原爆が奪ったものを考えて 被爆前後の写真資料を公開 長崎大レクナ 23日にフィールドワーク

航空写真アーカイブ作製を進める林田特任研究員(右)と松本さん(中央)、大園さん=長崎市、長崎大

 長崎県長崎市文教町の長崎大核兵器廃絶研究センター(RECNA=レクナ)は14日、林田光浩特任研究員(31)と県内の大学生2人が被爆前後の長崎市の航空写真アーカイブ(資料)の作製を進め報道陣に公開した。アーカイブは23日、レクナが開催するフィールドワークで使用する。小中学生の参加(保護者同伴可)を募っており、20日締め切り。
 レクナは2021年度から国立長崎原爆死没者追悼平和祈念館(同市平野町)から受託して被爆の実相のオンライン化とデジタル化を進めている。事業の一環として資料を使った学びを提供している。
 作製作業は▽被爆前後の地図上に浦上駅などの地名を登録▽昔の浦上駅のホームで待つ人々の写真に説明文を付ける▽その写真を地点に登録-と進めた。今後、100地点以上、写真200枚の登録を目指す。
 航空写真アーカイブを生かしたフィールドワークは初めて。旧城山国民学校エリアを中心に、タブレットを使って航空写真アーカイブを見て、被爆前後の風景と目の前の町並みを比べながら歩く。
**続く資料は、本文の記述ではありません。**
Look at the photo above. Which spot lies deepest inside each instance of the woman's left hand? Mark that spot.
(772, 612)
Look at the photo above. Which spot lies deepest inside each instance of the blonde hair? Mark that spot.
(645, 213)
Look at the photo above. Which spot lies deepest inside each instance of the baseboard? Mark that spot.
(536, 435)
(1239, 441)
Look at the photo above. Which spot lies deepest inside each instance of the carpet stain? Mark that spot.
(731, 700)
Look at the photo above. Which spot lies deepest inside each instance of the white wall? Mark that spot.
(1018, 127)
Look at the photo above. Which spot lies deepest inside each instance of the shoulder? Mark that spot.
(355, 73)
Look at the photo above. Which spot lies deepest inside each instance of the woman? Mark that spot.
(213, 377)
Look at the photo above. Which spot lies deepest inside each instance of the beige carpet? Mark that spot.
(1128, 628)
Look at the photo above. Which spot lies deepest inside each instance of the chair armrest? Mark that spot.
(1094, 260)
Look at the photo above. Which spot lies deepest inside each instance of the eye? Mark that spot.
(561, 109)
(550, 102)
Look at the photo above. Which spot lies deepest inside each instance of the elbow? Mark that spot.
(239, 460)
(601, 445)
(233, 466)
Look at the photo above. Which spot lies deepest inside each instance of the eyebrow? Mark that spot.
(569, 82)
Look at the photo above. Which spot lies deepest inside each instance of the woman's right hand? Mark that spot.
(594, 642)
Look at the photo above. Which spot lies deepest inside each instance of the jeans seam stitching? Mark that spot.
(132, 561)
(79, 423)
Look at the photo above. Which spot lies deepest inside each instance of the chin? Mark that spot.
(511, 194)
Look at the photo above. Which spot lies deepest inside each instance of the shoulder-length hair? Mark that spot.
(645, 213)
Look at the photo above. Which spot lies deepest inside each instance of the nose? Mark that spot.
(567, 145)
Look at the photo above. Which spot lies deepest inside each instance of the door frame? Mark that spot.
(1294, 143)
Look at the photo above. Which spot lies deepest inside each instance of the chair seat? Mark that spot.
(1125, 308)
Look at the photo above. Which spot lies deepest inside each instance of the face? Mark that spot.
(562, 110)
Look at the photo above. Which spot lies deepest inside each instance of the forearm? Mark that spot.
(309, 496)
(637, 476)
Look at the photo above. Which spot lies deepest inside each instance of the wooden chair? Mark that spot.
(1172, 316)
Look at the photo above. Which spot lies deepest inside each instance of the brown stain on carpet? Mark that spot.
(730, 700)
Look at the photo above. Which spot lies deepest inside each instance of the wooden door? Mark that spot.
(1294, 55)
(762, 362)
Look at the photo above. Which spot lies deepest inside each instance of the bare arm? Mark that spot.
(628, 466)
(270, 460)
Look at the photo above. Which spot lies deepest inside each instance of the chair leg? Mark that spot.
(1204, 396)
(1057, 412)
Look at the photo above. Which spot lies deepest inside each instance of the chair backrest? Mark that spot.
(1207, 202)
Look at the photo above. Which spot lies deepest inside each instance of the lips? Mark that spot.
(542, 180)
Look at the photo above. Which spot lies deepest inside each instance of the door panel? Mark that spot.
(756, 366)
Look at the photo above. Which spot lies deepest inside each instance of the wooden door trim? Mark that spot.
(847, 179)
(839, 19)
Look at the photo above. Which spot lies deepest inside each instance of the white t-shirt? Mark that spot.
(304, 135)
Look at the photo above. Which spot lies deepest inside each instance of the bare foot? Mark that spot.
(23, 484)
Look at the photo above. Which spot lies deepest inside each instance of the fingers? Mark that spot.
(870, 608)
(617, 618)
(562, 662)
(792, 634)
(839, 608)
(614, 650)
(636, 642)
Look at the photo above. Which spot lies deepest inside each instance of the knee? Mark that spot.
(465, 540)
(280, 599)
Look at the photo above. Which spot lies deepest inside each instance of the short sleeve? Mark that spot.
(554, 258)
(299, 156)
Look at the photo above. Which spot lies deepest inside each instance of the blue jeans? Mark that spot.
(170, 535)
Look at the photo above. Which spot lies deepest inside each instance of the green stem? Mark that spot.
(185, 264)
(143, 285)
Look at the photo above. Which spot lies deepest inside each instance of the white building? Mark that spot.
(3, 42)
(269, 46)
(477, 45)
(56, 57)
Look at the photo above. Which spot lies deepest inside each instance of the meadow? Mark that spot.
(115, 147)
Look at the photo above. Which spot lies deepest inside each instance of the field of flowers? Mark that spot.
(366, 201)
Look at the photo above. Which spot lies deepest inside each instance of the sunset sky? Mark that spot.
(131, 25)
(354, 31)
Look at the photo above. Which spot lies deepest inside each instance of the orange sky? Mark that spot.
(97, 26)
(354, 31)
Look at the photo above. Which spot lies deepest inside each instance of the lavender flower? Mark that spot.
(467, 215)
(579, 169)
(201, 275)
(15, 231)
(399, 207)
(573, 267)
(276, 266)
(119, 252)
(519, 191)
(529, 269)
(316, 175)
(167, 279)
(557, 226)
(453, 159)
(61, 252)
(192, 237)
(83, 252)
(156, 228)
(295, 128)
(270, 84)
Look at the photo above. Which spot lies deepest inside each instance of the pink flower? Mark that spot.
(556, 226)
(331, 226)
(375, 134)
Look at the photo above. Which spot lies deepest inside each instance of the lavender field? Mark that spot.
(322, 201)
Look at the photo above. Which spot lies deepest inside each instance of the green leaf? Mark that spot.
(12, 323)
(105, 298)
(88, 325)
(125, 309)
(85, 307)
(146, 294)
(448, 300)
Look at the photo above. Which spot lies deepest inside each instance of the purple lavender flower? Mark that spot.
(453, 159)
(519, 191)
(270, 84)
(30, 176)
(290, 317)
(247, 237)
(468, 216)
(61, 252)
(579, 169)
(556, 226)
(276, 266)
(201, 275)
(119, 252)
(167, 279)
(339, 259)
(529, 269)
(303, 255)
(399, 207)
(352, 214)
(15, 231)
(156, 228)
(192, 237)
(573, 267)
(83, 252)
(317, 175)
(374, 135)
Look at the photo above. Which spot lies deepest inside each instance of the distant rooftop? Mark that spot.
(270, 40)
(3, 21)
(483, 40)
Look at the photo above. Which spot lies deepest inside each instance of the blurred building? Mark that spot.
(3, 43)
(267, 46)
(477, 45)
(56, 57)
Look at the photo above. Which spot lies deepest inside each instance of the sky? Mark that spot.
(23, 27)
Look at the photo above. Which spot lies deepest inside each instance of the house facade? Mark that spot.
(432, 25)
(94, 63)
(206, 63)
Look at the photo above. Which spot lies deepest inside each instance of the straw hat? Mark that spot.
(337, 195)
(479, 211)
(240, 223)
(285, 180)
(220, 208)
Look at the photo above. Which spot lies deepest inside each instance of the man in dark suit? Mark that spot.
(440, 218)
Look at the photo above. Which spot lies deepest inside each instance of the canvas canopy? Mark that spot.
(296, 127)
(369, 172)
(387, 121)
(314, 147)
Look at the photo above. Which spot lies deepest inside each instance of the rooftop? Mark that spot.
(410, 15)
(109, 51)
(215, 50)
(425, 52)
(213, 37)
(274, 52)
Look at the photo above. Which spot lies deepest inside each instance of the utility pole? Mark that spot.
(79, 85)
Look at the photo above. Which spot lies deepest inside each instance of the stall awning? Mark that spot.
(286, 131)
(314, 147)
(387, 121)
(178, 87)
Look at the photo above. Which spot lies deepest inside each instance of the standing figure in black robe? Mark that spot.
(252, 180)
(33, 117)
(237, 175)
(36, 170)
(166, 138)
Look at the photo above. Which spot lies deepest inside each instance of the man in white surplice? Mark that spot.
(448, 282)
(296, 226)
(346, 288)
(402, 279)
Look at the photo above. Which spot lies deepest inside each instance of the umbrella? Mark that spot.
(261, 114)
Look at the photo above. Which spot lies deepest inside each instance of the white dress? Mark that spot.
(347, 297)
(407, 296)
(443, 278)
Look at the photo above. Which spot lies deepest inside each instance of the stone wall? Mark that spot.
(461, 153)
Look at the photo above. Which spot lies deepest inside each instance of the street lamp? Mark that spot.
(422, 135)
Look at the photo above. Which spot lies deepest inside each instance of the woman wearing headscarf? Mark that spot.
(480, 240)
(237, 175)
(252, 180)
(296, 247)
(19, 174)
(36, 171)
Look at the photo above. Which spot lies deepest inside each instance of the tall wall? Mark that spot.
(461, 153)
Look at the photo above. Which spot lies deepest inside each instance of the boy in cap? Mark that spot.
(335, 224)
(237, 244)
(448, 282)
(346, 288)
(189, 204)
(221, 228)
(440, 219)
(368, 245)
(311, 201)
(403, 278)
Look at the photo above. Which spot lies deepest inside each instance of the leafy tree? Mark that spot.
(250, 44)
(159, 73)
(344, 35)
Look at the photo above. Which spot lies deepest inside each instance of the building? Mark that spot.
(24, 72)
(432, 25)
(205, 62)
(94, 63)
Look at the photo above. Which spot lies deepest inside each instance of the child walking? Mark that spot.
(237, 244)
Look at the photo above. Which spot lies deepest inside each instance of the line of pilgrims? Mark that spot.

 ガイドを務めるのはアーカイブ作製にも携わっている活水大4年の松本海奈さん(21)と、県立大4年の大園穂乃佳さん(21)。松本さんは「小学生に伝わるように、買い物をする場所など日常に近づけた説明をしたい」、大園さんは「年齢の近い私たちが伝えられることがあるはず。子どもたちに自分事として平和の問題を捉えてほしい」と話した。
 林田特任研究員は「当時の人がどんな風に暮らしていたかイメージする機会はあまりない。アーカイブを見て、何が原爆によって奪われたか考えてほしい」と参加を呼びかけている。